学习1 - 随机点产品图后推论的多元子元值 (Learning 1-Dimensional Submanifolds for Subsequent Inference on Random Dot Product Graphs)

A random dot product graph (RDPG) is a generative model for networks in which vertices correspond to positions in a latent Euclidean space and edge probabilities are determined by the dot products of the latent positions. We consider RDPGs for which the latent positions are randomly sampled from an unknown $1$-dimensional submanifold of the latent space. In principle, restricted inference, i.e., procedures that exploit the structure of the submanifold, should be more effective than unrestricted inference; however, it is not clear how to conduct restricted inference when the submanifold is unknown. We submit that techniques for manifold learning can be used to learn the unknown submanifold well enough to realize benefit from restricted inference. To illustrate, we test $1$- and $2$-sample hypotheses about the Fr\'{e}chet means of small communities of vertices, using the complete set of vertices to infer latent structure.
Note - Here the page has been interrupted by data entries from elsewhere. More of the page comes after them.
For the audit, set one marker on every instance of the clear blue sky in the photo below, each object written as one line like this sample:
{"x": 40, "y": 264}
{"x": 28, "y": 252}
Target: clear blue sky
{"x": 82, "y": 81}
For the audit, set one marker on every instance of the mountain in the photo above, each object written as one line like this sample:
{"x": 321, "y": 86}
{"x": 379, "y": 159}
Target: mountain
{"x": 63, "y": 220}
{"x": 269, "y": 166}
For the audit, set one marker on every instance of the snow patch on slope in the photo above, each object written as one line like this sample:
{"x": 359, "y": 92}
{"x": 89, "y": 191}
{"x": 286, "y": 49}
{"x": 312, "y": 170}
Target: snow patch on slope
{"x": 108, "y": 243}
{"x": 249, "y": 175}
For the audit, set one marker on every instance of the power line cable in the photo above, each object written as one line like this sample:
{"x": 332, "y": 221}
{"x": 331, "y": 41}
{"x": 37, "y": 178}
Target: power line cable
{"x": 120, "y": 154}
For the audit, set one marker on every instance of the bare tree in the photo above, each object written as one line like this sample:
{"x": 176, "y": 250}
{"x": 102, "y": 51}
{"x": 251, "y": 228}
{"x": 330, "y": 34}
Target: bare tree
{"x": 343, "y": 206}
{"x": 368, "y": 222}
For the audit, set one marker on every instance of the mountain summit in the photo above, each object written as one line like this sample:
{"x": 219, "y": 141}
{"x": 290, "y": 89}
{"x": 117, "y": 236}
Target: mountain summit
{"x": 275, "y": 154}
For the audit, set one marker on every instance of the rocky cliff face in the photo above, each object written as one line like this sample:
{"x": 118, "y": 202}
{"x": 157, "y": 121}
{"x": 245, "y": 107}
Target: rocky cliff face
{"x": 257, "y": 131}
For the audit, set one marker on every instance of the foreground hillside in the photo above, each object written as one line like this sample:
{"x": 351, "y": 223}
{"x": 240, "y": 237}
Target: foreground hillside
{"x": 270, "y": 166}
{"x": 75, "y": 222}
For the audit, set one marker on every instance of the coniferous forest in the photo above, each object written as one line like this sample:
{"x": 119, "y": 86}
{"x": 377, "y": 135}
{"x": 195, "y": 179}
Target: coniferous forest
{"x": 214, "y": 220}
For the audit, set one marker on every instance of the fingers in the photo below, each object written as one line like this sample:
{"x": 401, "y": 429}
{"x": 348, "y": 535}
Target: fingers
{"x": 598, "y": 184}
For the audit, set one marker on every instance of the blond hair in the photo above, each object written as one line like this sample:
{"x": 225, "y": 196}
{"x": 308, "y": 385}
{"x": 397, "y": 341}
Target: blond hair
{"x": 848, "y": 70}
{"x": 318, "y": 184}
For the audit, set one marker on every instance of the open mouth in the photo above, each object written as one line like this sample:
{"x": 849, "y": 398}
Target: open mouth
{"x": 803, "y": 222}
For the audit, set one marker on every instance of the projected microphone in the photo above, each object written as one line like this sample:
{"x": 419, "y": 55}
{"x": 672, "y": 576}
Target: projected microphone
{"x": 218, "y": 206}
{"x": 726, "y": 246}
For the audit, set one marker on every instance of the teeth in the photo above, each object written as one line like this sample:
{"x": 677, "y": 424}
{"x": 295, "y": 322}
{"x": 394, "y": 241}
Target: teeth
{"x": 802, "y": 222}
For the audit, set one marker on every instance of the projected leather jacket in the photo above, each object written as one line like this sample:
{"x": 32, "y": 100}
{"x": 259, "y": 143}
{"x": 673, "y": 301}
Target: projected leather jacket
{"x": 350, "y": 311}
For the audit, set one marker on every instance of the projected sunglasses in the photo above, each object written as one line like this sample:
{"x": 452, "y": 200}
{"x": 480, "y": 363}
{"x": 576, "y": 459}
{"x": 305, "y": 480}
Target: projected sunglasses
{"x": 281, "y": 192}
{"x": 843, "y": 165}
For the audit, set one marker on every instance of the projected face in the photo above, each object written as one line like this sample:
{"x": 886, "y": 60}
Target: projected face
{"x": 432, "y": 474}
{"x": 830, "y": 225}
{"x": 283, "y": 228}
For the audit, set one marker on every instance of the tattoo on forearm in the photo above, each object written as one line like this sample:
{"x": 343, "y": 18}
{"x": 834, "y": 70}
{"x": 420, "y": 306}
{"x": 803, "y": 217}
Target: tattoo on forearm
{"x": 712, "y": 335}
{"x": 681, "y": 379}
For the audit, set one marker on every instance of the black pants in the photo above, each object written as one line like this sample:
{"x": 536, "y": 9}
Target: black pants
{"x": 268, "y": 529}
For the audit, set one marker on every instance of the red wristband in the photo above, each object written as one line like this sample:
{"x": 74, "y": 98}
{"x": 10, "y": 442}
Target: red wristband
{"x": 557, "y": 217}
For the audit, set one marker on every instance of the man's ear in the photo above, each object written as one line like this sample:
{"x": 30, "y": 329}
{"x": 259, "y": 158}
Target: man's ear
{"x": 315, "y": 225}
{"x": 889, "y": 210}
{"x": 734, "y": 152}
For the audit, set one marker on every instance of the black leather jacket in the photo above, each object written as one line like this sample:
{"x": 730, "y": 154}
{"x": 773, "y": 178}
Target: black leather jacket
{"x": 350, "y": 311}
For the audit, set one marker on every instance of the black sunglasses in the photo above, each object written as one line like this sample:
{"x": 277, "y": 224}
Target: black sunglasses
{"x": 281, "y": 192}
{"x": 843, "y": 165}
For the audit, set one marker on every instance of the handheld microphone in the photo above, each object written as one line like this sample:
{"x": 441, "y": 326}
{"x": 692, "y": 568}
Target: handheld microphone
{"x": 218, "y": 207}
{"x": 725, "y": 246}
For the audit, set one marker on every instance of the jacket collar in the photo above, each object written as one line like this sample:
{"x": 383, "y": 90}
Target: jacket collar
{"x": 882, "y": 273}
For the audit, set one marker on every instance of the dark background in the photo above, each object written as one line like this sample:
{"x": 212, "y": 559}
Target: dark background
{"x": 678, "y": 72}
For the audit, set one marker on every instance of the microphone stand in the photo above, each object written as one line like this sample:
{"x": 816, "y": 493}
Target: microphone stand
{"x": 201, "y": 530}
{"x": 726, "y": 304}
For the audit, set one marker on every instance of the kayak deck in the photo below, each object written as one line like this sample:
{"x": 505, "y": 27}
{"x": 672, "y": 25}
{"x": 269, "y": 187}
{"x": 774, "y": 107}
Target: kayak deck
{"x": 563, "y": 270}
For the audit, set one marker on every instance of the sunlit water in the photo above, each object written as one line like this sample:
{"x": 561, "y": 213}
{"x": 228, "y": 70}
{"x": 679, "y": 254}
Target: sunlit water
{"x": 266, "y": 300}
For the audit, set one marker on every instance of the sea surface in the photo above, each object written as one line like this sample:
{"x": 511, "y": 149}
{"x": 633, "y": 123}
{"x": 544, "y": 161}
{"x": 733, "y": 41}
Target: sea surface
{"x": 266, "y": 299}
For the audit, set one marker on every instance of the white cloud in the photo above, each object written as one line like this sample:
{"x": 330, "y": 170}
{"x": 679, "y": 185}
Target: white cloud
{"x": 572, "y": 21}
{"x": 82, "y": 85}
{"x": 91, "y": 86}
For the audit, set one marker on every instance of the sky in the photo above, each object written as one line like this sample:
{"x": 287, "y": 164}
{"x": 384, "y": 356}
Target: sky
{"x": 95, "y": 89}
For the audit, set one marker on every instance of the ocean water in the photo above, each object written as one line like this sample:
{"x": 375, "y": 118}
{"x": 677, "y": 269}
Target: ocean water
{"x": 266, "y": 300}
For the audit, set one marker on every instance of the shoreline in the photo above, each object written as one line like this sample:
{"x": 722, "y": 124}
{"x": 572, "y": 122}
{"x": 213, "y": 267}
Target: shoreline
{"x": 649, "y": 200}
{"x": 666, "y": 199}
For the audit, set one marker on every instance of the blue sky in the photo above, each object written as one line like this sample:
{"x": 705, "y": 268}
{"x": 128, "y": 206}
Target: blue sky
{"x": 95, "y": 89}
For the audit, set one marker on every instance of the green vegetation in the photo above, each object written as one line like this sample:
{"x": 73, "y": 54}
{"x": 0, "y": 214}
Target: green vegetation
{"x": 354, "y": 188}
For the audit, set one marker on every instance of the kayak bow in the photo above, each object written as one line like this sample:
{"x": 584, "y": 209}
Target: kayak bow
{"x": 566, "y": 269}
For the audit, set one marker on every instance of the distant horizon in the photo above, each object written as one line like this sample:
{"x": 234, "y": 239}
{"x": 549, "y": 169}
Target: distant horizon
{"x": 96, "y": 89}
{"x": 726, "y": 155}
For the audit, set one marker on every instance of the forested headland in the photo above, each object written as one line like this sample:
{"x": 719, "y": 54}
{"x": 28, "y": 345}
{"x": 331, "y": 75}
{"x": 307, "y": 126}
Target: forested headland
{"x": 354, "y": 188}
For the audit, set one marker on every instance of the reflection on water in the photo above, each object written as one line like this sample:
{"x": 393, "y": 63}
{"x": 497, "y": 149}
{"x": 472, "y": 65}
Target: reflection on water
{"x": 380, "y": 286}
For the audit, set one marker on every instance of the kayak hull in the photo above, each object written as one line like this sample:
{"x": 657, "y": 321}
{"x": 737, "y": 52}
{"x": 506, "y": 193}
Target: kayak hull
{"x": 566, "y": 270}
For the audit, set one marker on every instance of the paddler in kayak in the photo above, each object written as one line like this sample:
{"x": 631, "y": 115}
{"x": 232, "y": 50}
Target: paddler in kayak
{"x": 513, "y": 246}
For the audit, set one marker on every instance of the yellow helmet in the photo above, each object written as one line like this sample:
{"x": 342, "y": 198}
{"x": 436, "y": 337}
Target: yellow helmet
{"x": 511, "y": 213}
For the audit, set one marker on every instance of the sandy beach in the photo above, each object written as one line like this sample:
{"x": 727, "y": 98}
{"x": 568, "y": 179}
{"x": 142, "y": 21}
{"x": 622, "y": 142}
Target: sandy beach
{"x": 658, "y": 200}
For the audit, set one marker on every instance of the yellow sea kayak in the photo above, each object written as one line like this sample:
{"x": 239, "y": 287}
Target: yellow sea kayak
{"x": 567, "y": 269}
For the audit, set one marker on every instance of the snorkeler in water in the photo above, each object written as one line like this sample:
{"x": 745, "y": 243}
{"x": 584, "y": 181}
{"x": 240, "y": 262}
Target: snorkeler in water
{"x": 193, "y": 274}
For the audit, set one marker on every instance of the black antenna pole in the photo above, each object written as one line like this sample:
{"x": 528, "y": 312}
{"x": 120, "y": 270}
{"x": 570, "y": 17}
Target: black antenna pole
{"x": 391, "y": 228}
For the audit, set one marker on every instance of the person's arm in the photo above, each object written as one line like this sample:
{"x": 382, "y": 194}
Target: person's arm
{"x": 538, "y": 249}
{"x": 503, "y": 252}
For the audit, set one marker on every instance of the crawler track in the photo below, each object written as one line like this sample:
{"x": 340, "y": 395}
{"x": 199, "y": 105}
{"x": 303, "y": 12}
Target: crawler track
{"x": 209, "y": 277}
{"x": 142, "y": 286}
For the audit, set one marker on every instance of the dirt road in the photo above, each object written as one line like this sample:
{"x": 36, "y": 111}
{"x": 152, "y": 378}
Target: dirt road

We propose test statistics that deploy the Isomap procedure for manifold learning, using shortest path distances on neighborhood graphs constructed from estimated latent positions to estimate arc lengths on the unknown $1$-dimensional submanifold. Unlike conventional applications of Isomap, the estimated latent positions do not lie on the submanifold of interest. We extend existing convergence results for Isomap to this setting and use them to demonstrate that, as the number of auxiliary vertices increases, the power of our test converges to the power of the corresponding test when the submanifold is known. Finally, we apply our methods to an inference problem that arises in studying the connectome of the Drosophila larval mushroom body. The univariate learnt manifold test rejects ($p<0.05$), while the multivariate ambient space test does not ($p\gg0.05$), illustrating the value of identifying and exploiting low-dimensional structure for subsequent inference.

翻译：随机 dot 产品图( RDPG) 是网络的基因模型, 其中脊椎与潜伏的 Euclide 空间的位置相对应, 边缘概率则由潜伏位置的点产物决定。我们考虑潜伏位置被随机抽样的 RDPG 。原则上, 有限的推论, 即利用子值结构的程序比不受限制的推论更有效; 但是, 不清楚如何在潜伏的 Euclide 空间的位置上进行有限制的推论。我们提出, 使用最短的路径距离, 使用多极值 5 来进行有限制的推论。我们提出, 用于多极值的电流学技术可以用来学习未知的子值。我们提出, 使用最短的路径距离, 用于多极值 5 用于多极值。估计, 我们测试了未知的子值, 用于在常规的底值的底值的底值, 用于数字的底值的底值。